Evolution et mécanismes de mutations des séquences microsatellites et de leurs régions flanquantes. Cas particulier d ’une famille multigénique dans une région de pseudohomologie X, Y

B. CROUAU-ROY (Pr), P. BALARESQUE (thèse) Génétique des populations, Bat IVR3, 31062 Toulouse, cedex 4

Collaboration pour famille multigénique : E. HEYER (Pr), B. TOUPANCE (Post-Doctorant) Paris

L’information que l’on peut avoir sur la nature, la quantité, l’origine et le maintien de la variabilité génétique des populations naturelles est très importante pour comprendre l’évolution et la plasticité du génome.
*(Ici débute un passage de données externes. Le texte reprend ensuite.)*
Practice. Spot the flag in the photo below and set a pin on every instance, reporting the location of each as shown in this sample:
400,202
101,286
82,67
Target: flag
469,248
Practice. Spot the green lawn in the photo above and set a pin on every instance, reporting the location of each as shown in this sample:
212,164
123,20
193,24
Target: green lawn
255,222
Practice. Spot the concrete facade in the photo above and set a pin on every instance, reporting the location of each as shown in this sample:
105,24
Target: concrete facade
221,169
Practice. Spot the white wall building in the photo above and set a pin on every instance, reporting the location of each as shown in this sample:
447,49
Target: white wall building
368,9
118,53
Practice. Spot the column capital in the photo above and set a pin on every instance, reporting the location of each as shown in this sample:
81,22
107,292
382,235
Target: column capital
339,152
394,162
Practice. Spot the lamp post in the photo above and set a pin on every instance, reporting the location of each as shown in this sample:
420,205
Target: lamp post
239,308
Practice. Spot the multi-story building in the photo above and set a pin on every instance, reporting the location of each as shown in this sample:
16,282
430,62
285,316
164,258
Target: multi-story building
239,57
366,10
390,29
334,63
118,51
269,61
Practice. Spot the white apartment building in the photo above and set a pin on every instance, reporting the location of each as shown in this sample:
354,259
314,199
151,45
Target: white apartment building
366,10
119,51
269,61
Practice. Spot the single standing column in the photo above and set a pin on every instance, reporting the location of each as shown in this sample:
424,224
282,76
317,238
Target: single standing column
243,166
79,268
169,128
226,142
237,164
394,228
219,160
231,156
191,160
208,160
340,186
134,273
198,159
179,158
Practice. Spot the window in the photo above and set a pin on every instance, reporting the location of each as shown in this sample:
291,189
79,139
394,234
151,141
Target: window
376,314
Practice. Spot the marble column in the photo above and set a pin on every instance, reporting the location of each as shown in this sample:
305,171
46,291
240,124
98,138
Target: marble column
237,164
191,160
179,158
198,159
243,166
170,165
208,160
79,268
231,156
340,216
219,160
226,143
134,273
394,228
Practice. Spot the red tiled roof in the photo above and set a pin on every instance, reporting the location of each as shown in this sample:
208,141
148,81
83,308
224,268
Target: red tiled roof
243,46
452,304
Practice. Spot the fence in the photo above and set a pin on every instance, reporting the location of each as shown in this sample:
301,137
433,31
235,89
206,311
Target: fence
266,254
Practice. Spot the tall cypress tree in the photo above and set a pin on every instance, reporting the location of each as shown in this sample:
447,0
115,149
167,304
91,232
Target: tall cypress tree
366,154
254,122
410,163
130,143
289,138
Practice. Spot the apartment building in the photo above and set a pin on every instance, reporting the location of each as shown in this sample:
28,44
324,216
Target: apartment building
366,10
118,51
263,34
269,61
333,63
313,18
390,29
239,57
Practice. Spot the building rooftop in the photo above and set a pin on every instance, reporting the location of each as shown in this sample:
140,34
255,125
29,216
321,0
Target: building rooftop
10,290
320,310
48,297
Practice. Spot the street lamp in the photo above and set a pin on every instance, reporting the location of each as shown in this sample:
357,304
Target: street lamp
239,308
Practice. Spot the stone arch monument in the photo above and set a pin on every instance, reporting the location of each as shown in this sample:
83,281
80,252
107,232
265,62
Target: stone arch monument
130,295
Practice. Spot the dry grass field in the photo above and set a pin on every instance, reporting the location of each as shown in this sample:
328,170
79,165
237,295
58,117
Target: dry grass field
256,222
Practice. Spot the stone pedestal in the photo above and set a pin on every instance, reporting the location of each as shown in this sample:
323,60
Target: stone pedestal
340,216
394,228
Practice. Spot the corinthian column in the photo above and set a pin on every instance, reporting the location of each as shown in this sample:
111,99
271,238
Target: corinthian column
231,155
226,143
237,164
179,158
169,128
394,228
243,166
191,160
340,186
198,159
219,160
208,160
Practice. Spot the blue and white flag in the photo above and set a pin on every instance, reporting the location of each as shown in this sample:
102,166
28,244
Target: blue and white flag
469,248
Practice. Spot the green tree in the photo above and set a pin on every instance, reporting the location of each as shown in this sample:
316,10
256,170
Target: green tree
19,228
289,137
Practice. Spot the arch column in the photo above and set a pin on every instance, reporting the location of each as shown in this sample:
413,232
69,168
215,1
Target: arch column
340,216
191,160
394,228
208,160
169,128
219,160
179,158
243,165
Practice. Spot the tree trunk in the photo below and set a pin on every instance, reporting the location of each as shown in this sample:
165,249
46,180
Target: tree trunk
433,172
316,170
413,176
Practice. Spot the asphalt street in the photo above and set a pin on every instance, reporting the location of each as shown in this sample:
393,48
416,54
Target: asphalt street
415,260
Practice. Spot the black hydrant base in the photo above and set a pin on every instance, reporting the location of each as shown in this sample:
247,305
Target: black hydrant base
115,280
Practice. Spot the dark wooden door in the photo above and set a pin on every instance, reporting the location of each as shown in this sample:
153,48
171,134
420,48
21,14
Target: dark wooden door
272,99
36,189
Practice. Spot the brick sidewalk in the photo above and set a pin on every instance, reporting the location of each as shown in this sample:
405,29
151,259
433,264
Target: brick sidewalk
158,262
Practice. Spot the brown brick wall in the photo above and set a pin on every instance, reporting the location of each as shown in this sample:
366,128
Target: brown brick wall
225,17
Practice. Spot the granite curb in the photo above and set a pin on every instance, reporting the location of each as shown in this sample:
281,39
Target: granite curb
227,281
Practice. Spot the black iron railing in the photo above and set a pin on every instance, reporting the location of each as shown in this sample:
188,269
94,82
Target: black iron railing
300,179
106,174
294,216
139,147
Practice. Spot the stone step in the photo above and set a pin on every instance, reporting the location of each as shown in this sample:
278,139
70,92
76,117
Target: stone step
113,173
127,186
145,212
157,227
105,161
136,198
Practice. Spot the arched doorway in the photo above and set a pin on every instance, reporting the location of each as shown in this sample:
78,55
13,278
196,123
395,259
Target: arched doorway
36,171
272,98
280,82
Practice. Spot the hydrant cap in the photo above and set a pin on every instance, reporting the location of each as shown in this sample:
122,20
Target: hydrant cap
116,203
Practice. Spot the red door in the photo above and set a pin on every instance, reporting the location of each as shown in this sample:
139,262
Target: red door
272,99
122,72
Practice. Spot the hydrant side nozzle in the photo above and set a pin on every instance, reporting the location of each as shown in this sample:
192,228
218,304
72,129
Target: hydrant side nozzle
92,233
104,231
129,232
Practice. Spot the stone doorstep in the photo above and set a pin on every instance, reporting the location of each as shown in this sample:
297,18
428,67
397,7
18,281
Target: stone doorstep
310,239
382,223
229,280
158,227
Nous nous intéressons plus particulièrement à l’origine et aux mécanismes de mutations qui sont susceptibles de rendre compte de cette diversité. La fiabilité de la réplication et les mécanismes de réparation du génome peuvent varier dans une large gamme entre les espèces, mêmes proches phylogénétiquement, mais aussi au sein d’une même espèce et ce en fonction du type de séquences rencontrées. Les éléments répétés se retrouvent chez l’homme dans toutes les catégories de séquence (non codantes, codantes et promotrices) et sont conservés chez les primates; ces éléments vont donc nous permettre d’appréhender d’une part les différents facteurs intervenant sur leur apparition et leur maintien ainsi que sur les mécanismes de mutation observés au cours de l’évolution et d’autre part de regarder les interactions existant entre séquences répétées et adjacentes.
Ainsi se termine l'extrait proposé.